Le Memorandum s’inscrit ainsi dans la continuité des accords de Locarno et du pacte Briand-Kellogg.

 – II – NÉCESSITÉ D’UN MÉCANISME PROPRE A ASSURER A L’UNION EUROPÉENNE LES ORGANES INDISPENSABLES A L’ACCOMPLISSEMENT DE SA TACHE

Voilà qui est nouveau : des structures permanentes inscrivent les vœux pieux dans la réalité. Sont prévus un « Organe représentatif et responsable », sous forme d’institution régulière de la « Conférence européenne », un « Organe exécutif », sous forme de « Comité politique permanent », et un service de secrétariat. Briand et Leger ont triomphé des réticences de Berthelot et al.

– III – NÉCESSITÉ D’ARRÊTER D’AVANCE LES DIRECTIVES ESSENTIELLES QUI DEVRONT DÉTERMINER LES CONCEPTIONS GÉNÉRALES DU COMITÉ EUROPÉEN ET LE GUIDER DANS SON TRAVAIL D’ÉTUDE POUR L’ÉLABORATION DU PROGRAMME D’ORGANISATION EUROPÉENNE.

Point central : la subordination générale de l’ économique au politique.

La conception de l’organisation économique de l’Europe est placée sous la responsabilité des Gouvernements solidaires, elle doit certes tendre à rapprocher les économies européennes, elle prévoit notamment l’établissement d’un « marché commun » et la « libération de la circulation des marchandises, des capitaux et des personnes » (plan économique), mais pour finalité « l’élévation au maximum du niveau de bien-être humain sur l’ensemble des territoires de la communauté européenne » (plan politique et social).

– IV – OPPORTUNITÉ DE RÉSERVER, SOIT A LA PROCHAINE CONFÉRENCE EUROPÉENNE, SOIT AU FUTUR COMITÉ EUROPÉEN, L’ÉTUDE DE TOUTES QUESTIONS D’APPLICATION.

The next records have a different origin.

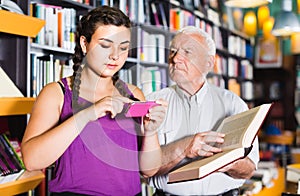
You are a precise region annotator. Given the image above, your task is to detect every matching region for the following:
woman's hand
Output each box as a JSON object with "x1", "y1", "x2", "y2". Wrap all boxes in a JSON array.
[
  {"x1": 88, "y1": 96, "x2": 132, "y2": 121},
  {"x1": 143, "y1": 99, "x2": 168, "y2": 133}
]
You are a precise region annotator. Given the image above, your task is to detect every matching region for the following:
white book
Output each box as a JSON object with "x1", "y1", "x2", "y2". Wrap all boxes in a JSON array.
[{"x1": 0, "y1": 66, "x2": 24, "y2": 97}]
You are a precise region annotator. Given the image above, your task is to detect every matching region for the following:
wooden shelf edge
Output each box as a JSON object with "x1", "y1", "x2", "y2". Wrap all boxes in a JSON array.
[
  {"x1": 0, "y1": 97, "x2": 35, "y2": 116},
  {"x1": 0, "y1": 171, "x2": 45, "y2": 195},
  {"x1": 0, "y1": 10, "x2": 46, "y2": 37}
]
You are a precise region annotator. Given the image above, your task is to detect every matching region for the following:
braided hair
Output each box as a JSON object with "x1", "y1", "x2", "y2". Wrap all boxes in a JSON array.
[{"x1": 71, "y1": 6, "x2": 131, "y2": 109}]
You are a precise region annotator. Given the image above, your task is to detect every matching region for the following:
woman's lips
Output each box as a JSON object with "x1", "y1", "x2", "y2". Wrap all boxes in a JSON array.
[{"x1": 106, "y1": 64, "x2": 117, "y2": 69}]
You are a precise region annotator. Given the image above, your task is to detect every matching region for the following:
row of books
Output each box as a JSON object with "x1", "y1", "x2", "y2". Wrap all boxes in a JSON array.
[
  {"x1": 150, "y1": 2, "x2": 253, "y2": 59},
  {"x1": 0, "y1": 133, "x2": 25, "y2": 184},
  {"x1": 97, "y1": 0, "x2": 148, "y2": 24},
  {"x1": 28, "y1": 53, "x2": 73, "y2": 97},
  {"x1": 213, "y1": 54, "x2": 253, "y2": 80},
  {"x1": 31, "y1": 2, "x2": 77, "y2": 50},
  {"x1": 207, "y1": 74, "x2": 254, "y2": 100},
  {"x1": 140, "y1": 29, "x2": 166, "y2": 64}
]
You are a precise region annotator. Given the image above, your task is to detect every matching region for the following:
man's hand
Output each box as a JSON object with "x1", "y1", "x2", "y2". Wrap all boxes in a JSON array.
[{"x1": 184, "y1": 131, "x2": 225, "y2": 158}]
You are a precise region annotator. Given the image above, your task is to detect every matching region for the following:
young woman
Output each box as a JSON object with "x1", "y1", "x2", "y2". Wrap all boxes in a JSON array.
[{"x1": 22, "y1": 6, "x2": 166, "y2": 195}]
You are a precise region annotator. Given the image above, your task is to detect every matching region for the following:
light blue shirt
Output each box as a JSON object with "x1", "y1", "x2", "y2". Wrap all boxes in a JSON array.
[{"x1": 147, "y1": 82, "x2": 259, "y2": 195}]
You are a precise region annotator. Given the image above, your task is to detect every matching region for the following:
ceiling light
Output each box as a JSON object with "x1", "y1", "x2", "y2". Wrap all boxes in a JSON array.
[
  {"x1": 272, "y1": 0, "x2": 300, "y2": 36},
  {"x1": 225, "y1": 0, "x2": 272, "y2": 8}
]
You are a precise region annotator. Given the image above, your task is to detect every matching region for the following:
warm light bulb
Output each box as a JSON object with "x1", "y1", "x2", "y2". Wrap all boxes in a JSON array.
[
  {"x1": 257, "y1": 5, "x2": 270, "y2": 29},
  {"x1": 244, "y1": 11, "x2": 257, "y2": 36},
  {"x1": 291, "y1": 33, "x2": 300, "y2": 54},
  {"x1": 262, "y1": 17, "x2": 274, "y2": 37}
]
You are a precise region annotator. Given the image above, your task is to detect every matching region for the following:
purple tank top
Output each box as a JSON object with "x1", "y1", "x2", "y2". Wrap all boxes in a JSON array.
[{"x1": 49, "y1": 78, "x2": 141, "y2": 196}]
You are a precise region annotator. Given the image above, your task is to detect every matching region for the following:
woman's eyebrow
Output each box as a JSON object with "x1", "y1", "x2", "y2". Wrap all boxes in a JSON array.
[
  {"x1": 99, "y1": 38, "x2": 113, "y2": 43},
  {"x1": 99, "y1": 38, "x2": 130, "y2": 44}
]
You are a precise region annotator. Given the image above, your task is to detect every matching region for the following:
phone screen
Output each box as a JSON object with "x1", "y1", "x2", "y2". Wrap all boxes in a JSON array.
[{"x1": 125, "y1": 101, "x2": 159, "y2": 117}]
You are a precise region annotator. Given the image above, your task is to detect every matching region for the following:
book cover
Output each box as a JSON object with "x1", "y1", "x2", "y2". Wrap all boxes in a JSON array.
[
  {"x1": 0, "y1": 65, "x2": 24, "y2": 97},
  {"x1": 0, "y1": 134, "x2": 25, "y2": 184},
  {"x1": 168, "y1": 104, "x2": 272, "y2": 183}
]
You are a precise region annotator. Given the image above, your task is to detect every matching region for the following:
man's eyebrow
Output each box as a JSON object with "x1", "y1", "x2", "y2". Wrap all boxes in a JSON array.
[
  {"x1": 99, "y1": 38, "x2": 130, "y2": 44},
  {"x1": 99, "y1": 38, "x2": 113, "y2": 43}
]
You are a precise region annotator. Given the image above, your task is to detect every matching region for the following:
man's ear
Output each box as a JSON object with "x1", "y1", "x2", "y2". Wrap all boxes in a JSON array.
[
  {"x1": 80, "y1": 36, "x2": 88, "y2": 54},
  {"x1": 207, "y1": 55, "x2": 215, "y2": 70}
]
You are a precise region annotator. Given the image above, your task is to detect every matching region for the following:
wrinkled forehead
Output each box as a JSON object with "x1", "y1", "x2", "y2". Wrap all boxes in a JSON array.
[{"x1": 171, "y1": 33, "x2": 208, "y2": 50}]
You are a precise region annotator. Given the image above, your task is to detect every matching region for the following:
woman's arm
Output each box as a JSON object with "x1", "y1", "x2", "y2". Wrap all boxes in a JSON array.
[{"x1": 21, "y1": 83, "x2": 89, "y2": 170}]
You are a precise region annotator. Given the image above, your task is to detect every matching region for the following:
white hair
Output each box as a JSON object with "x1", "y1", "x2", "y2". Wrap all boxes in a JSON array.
[{"x1": 178, "y1": 26, "x2": 216, "y2": 56}]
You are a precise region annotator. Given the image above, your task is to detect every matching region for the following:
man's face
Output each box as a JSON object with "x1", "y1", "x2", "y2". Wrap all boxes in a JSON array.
[{"x1": 169, "y1": 33, "x2": 211, "y2": 83}]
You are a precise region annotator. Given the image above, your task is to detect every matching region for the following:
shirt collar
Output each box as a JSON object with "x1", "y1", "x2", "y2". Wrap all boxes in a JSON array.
[{"x1": 175, "y1": 80, "x2": 208, "y2": 105}]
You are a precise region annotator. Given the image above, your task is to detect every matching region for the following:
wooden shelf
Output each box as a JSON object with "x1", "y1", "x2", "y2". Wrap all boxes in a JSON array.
[
  {"x1": 0, "y1": 97, "x2": 35, "y2": 116},
  {"x1": 0, "y1": 171, "x2": 45, "y2": 195},
  {"x1": 0, "y1": 10, "x2": 46, "y2": 37}
]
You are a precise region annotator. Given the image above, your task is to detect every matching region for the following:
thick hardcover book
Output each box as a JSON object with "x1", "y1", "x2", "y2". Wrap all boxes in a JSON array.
[{"x1": 169, "y1": 104, "x2": 272, "y2": 183}]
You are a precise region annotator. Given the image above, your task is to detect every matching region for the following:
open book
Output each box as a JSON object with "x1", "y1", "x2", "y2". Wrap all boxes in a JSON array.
[{"x1": 169, "y1": 104, "x2": 272, "y2": 183}]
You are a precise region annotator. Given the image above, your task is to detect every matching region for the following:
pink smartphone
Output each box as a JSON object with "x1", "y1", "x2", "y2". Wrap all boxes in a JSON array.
[{"x1": 125, "y1": 101, "x2": 159, "y2": 117}]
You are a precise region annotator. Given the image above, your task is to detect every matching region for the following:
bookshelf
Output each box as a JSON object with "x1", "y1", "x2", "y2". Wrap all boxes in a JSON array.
[
  {"x1": 0, "y1": 171, "x2": 45, "y2": 195},
  {"x1": 0, "y1": 0, "x2": 258, "y2": 195},
  {"x1": 148, "y1": 0, "x2": 254, "y2": 104},
  {"x1": 0, "y1": 97, "x2": 35, "y2": 116},
  {"x1": 0, "y1": 97, "x2": 45, "y2": 195}
]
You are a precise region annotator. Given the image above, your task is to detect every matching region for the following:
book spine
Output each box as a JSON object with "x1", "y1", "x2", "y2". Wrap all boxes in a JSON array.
[
  {"x1": 0, "y1": 134, "x2": 23, "y2": 172},
  {"x1": 0, "y1": 141, "x2": 18, "y2": 175},
  {"x1": 3, "y1": 134, "x2": 25, "y2": 169}
]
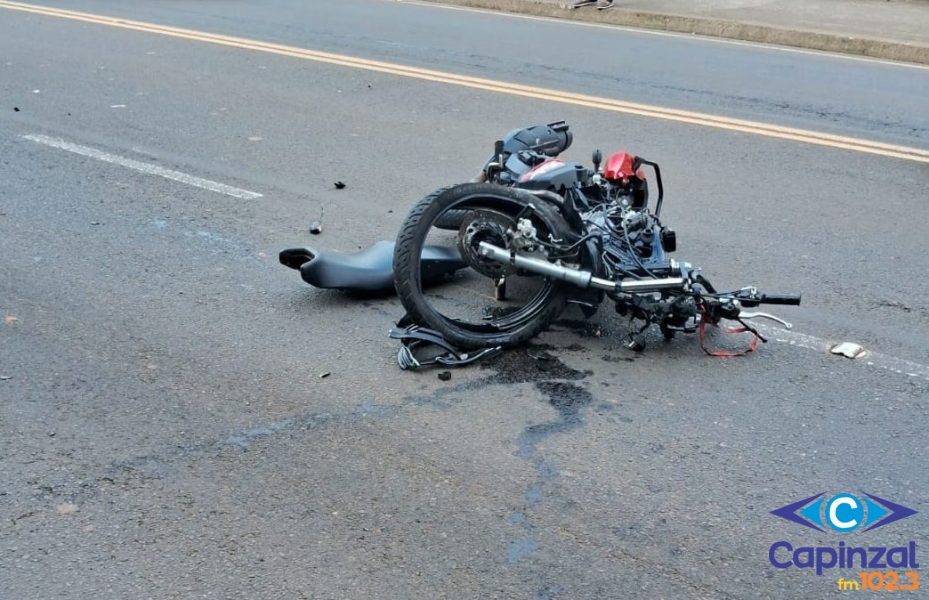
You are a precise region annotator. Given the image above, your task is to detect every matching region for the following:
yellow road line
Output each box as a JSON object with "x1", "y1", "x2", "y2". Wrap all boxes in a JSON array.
[{"x1": 0, "y1": 0, "x2": 929, "y2": 164}]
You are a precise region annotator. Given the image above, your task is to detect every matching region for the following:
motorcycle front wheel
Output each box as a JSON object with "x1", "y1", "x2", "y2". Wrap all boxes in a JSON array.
[{"x1": 393, "y1": 183, "x2": 569, "y2": 349}]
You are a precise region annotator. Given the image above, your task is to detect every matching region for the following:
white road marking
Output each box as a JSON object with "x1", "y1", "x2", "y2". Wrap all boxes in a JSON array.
[
  {"x1": 23, "y1": 134, "x2": 262, "y2": 200},
  {"x1": 753, "y1": 324, "x2": 929, "y2": 381},
  {"x1": 396, "y1": 0, "x2": 929, "y2": 70}
]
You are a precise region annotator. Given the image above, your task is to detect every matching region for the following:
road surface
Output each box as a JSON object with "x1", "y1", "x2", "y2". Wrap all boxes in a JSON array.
[{"x1": 0, "y1": 0, "x2": 929, "y2": 599}]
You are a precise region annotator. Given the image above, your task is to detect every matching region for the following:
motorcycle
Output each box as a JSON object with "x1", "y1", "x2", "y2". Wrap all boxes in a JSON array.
[{"x1": 388, "y1": 121, "x2": 801, "y2": 356}]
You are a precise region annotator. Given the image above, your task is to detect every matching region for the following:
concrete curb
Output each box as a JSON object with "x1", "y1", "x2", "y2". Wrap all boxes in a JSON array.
[{"x1": 425, "y1": 0, "x2": 929, "y2": 64}]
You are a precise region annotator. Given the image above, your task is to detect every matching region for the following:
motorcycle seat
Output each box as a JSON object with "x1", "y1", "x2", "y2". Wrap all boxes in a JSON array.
[{"x1": 278, "y1": 241, "x2": 467, "y2": 292}]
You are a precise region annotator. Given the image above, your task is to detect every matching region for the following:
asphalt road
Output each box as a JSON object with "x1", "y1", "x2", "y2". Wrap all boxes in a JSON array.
[{"x1": 0, "y1": 1, "x2": 929, "y2": 599}]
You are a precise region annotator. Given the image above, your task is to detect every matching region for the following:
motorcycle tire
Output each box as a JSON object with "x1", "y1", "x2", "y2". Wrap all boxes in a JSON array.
[{"x1": 393, "y1": 183, "x2": 569, "y2": 350}]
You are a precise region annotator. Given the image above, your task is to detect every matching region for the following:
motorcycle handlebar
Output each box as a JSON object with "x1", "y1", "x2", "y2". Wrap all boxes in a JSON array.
[{"x1": 758, "y1": 294, "x2": 801, "y2": 306}]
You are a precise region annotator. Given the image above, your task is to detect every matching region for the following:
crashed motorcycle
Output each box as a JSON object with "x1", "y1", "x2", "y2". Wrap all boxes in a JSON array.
[{"x1": 388, "y1": 122, "x2": 801, "y2": 356}]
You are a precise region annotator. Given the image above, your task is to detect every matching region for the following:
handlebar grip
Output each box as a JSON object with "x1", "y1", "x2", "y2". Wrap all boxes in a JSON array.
[{"x1": 758, "y1": 294, "x2": 801, "y2": 306}]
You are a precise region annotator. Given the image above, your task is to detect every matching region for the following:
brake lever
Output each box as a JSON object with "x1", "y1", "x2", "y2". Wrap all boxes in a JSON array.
[{"x1": 739, "y1": 311, "x2": 794, "y2": 329}]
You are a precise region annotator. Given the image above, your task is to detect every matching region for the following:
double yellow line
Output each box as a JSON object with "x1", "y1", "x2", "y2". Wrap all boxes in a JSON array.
[{"x1": 7, "y1": 0, "x2": 929, "y2": 164}]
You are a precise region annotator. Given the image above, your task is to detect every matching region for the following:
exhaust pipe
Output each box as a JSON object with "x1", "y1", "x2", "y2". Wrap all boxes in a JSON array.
[{"x1": 479, "y1": 242, "x2": 684, "y2": 294}]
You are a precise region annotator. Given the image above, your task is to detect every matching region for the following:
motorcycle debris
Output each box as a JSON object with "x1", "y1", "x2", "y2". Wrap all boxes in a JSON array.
[{"x1": 829, "y1": 342, "x2": 867, "y2": 358}]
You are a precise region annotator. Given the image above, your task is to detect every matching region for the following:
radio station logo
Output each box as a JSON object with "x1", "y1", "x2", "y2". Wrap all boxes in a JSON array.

Questions d’ores et déjà envisagées : Économie générale, Outillage économique, Communication et transit, Finances, Travail, Hygiène, Coopération intellectuelle, Rapports interparlementaires; Administration. Berthelot, Massigli, Fouques-Duparc et Seydoux auraient souhaité s’en tenir à ces « matières ».

Le document est transmis le 17 mai aux 26 États européens, leurs réponses sont attendues pour le 15 juillet. La France présentera la synthèse de ces réponses lors de la conférence européenne annoncée pour la fin de l’année.